Jay Long
Software Engineer & Founder
Published September 25, 2025
Updated September 25, 2025
This post reflects on the humbling experience of revisiting old code, highlighting the necessity of continuous improvement in software development. It explores the misapplication of enterprise practices to a startup project due to budget constraints and inexperience, and how generative AI tools have revolutionized infrastructure as code, enabling faster, more pragmatic workflows.

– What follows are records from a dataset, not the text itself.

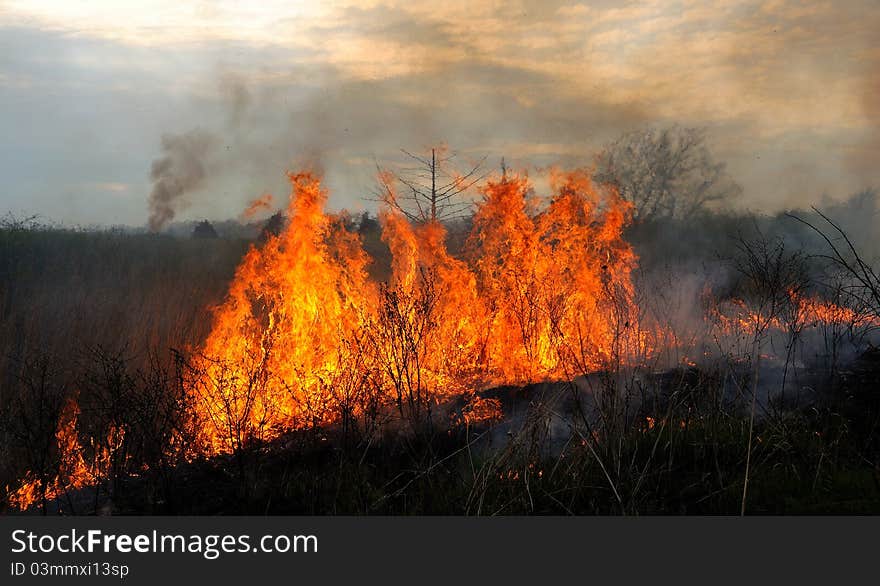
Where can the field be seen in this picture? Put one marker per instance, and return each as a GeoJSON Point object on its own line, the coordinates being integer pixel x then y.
{"type": "Point", "coordinates": [758, 390]}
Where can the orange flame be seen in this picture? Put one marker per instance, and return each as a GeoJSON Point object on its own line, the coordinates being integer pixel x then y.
{"type": "Point", "coordinates": [302, 320]}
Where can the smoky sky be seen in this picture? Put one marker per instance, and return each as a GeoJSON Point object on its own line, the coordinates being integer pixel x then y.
{"type": "Point", "coordinates": [157, 112]}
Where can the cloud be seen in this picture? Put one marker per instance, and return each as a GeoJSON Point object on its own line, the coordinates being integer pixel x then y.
{"type": "Point", "coordinates": [277, 83]}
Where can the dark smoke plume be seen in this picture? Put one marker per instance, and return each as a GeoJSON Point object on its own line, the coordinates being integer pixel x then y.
{"type": "Point", "coordinates": [181, 169]}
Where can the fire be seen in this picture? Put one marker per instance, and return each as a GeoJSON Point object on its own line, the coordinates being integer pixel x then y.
{"type": "Point", "coordinates": [71, 471]}
{"type": "Point", "coordinates": [544, 292]}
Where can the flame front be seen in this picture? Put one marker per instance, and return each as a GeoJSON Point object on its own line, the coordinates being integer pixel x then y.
{"type": "Point", "coordinates": [304, 331]}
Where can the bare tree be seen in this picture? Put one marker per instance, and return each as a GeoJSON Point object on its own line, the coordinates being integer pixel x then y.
{"type": "Point", "coordinates": [431, 189]}
{"type": "Point", "coordinates": [665, 173]}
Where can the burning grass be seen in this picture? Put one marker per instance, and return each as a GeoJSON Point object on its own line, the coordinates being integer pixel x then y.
{"type": "Point", "coordinates": [390, 394]}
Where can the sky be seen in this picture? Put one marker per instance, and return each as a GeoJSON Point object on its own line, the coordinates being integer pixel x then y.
{"type": "Point", "coordinates": [94, 95]}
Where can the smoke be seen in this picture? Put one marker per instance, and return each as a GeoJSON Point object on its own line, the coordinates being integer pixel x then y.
{"type": "Point", "coordinates": [180, 171]}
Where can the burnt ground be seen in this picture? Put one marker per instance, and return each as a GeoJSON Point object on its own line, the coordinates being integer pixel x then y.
{"type": "Point", "coordinates": [679, 448]}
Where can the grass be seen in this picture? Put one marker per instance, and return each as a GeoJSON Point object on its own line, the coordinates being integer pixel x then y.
{"type": "Point", "coordinates": [100, 311]}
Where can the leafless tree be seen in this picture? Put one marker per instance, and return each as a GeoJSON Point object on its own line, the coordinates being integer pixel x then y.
{"type": "Point", "coordinates": [430, 189]}
{"type": "Point", "coordinates": [665, 173]}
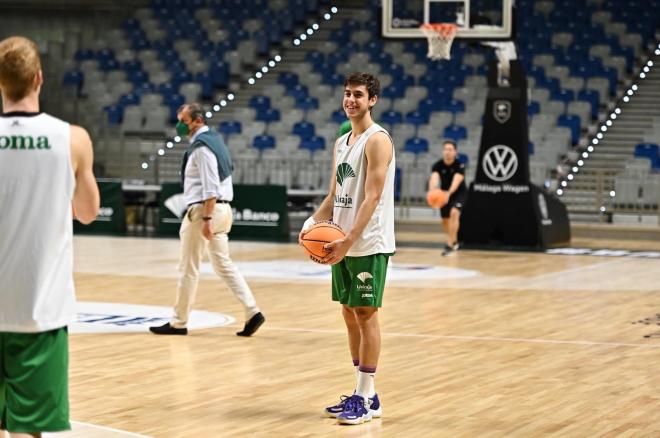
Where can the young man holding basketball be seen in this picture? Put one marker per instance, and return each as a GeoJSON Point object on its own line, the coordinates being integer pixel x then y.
{"type": "Point", "coordinates": [361, 202]}
{"type": "Point", "coordinates": [449, 175]}
{"type": "Point", "coordinates": [45, 180]}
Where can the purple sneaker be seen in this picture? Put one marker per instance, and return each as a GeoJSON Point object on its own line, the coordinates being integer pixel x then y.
{"type": "Point", "coordinates": [356, 411]}
{"type": "Point", "coordinates": [374, 406]}
{"type": "Point", "coordinates": [334, 411]}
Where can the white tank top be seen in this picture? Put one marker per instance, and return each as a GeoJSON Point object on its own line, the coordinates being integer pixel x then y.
{"type": "Point", "coordinates": [36, 256]}
{"type": "Point", "coordinates": [351, 172]}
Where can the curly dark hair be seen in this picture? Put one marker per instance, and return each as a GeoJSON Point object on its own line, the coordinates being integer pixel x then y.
{"type": "Point", "coordinates": [368, 80]}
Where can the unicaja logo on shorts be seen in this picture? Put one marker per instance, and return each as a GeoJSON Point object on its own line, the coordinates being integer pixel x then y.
{"type": "Point", "coordinates": [344, 170]}
{"type": "Point", "coordinates": [500, 163]}
{"type": "Point", "coordinates": [364, 287]}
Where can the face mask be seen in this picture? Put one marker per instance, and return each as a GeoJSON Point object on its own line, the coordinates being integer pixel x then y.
{"type": "Point", "coordinates": [182, 129]}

With extensive freelancing experience across startups and enterprises, I’ve seen firsthand the pitfalls of misapplying enterprise practices, aligning with discussions on r/DevOps about balancing agility and rigor. Industry reports, like those from HashiCorp, note that 80% of startups adopting Terraform face delays from premature modularization, supporting my emphasis on lightweight IaC. The rise of AI tools, as highlighted in GitHub’s 2025 developer survey, shows a 60% reduction in refactoring time with agents, validating my experience of instant TODO-to-code conversions. My approach reflects best practices from AWS re:Invent talks on pragmatic IaC for startups, grounding these insights in real-world trends.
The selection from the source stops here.